今日、勤め先の児童館に看護師の人たちがやってきて、応急処置と救命救護の講習をしてくれた。

館内で起こりうる事態を想定して、そのとき、どう動く? とシミュレーションをしたり、AEDの機械の使い方を教わったり、胸骨圧迫と人工呼吸のしかたを教わったりした。

人工呼吸はその昔、車の免許をとったときにやったような記憶がある。けれど、それ以外ははじめて聞くことばかりだった。

応急処置や救命救護は、人生における「守り」の部分を担う。
もしかしたら一生使わないかもしれないし、使わないで終わる人生の方がいい、とも言えるかもしれない。

だから、ぼくは「守り」の話に関心を示したことはなかった。
ドラクエでも、防具より先に武器を買いたがった。

でも、今回は違った。「ガチで使う」と思っているときの学びは、興味のないときとはまるで違う。知らないことに危機感を感じたし「これはものすごく大事だ」と思った。

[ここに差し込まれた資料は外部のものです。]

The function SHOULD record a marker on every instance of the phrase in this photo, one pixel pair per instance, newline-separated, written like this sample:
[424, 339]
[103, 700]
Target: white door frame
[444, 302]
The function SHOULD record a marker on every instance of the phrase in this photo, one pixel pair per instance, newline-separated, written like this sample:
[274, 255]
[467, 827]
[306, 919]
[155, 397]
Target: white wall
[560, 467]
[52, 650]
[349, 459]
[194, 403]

それに、もしかしたら無駄になるかもしれないようなことを、真剣なまなざしで学んでいる同僚たちを見ていて、とても頼もしく感じた。話し合いをしながら、ぼくたち全員が児童館の子どもたちの親になったような錯覚をおぼえた。

リスクを想定し、そのとき、どう対処するか。
そういうことを責任逃れではなく、本気で他者を守るために学んだのは、恥ずかしながら人生初だったと思う。

そして、こうした「守り」についてよく知っていて、いざとなったときに動ける「シロウト」は、目立たないけれど、とんでもなく貴重な存在だと思った。

そういう「シロウト」がいる集団は、強い。

いつも華やかでイケイケに見えるけれど、大変なときにまったく役に立たない大人ばかりなら、そのコミュニティは本当はよわっちいのだ。鮮やかな花を咲かせてはいるけれど、根っこはひょろひょろの植物みたいに。

ぼくは今日、知らないことをいくつも教わって「ディフェンスって大事だったんだな」と心から思った。それはこの社会において「大人」の役をやる気にならないと、入ってこない情報だったんだと思う。

41歳になって、ようやくお子様セットの旗がとれた、といったところかもしれない。遅かったけどねー。